Dan Pitera is the Executive Director of the Detroit Collaborative Design Center at the University of Detroit Mercy School of Architecture. With the view that “design” is an essential force in establishing human relations, the Design Center is dedicated to fostering university and community partnerships that create inspired and sustainable neighborhoods and spaces for all people. The Design Center provides not only design services but also empowers residents to facilitate their own process of urban regeneration. Dan was a 2004-2005 Loeb Fellow at Harvard University. He was a finalist for both the 2008-2009 Rafael Vinoly Architects Grants in Architecture and the 2006-2007 James Stirling Memorial Lectures on the City. Under his direction since 2000, the Design Center was included in the US Pavilion of the 2008 Venice Biennale in Architecture and recently was awarded the 2009 Rudy Bruner Award for Urban Design Excellence for the St.Joseph Rebuild Center in New Orleans. The Design Center was the recipient of the NCARB Prize in 2002 and 2009 and was included in the international exhibit/conference ArchiLab in 2001 and 2004 in Orleans, France. The Design Center has also been the awarded the 2002 Dedalo Minosse International Prize. In 1998, Dan was the Hyde Chair of Excellence at the University of Nebraska. He has lectured and taught extensively throughout the North America, South America, and Europe.

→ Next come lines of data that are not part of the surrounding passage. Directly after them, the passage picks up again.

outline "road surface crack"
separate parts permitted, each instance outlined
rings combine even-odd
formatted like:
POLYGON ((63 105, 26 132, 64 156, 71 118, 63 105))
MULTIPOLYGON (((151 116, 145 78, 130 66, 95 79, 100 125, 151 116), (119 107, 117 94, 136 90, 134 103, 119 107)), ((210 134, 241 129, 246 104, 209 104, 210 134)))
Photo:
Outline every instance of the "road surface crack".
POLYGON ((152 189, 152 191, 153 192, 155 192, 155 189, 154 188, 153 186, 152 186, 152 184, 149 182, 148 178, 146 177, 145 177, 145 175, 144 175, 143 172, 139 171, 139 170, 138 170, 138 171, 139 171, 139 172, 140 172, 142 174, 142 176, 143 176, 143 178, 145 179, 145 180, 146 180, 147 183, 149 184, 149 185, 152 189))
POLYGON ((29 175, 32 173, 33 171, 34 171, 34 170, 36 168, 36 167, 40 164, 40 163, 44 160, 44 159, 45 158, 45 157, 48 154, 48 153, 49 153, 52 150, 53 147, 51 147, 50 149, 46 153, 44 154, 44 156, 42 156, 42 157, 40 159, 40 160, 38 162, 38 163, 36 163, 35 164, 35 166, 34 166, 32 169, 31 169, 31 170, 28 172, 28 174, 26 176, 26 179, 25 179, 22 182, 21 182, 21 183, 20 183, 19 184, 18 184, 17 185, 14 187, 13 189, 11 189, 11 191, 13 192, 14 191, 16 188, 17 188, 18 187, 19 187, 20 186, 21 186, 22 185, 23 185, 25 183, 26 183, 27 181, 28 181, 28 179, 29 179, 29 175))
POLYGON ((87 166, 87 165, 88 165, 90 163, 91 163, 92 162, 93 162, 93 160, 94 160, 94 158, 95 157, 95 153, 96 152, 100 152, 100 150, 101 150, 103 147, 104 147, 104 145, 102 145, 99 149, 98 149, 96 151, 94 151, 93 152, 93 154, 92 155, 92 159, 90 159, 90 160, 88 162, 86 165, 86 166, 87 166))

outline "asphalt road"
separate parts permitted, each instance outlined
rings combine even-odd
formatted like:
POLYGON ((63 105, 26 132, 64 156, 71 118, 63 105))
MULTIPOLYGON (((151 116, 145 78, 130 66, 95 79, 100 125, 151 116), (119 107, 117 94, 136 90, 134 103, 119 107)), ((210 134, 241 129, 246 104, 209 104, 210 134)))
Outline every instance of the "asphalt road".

Alan Ricks is the Co-Founder of MASS Design Group, which is an design firm geared towards improving health outcomes in resource-limited settings. As Chief Operating Officer, he manages the firm’s multiple offices where he has overseen rapid growth, while leading projects with NGOs, foreign and domestic governments, as well as in the private sector. Projects of note include: The Butaro Hospital in Rwanda, a finalist for 2011 World Architecture Festival Health Project of the Year, the GHESKIO Tuberculosis Hospital in Haiti, research on infection control and health facility design for USAID, and policy writing for the Liberian Ministry of Health. He was named to Forbes Magazine’s 2012, 30 under 30 list of the most influential people in art and design and received Contract magazine’s Designer of the Year award with co-founder Michael Murphy in 2012. Alan received his Bachelor of Arts in Studio Art from Colorado College and his Masters in Architecture from the Harvard Graduate School of Design.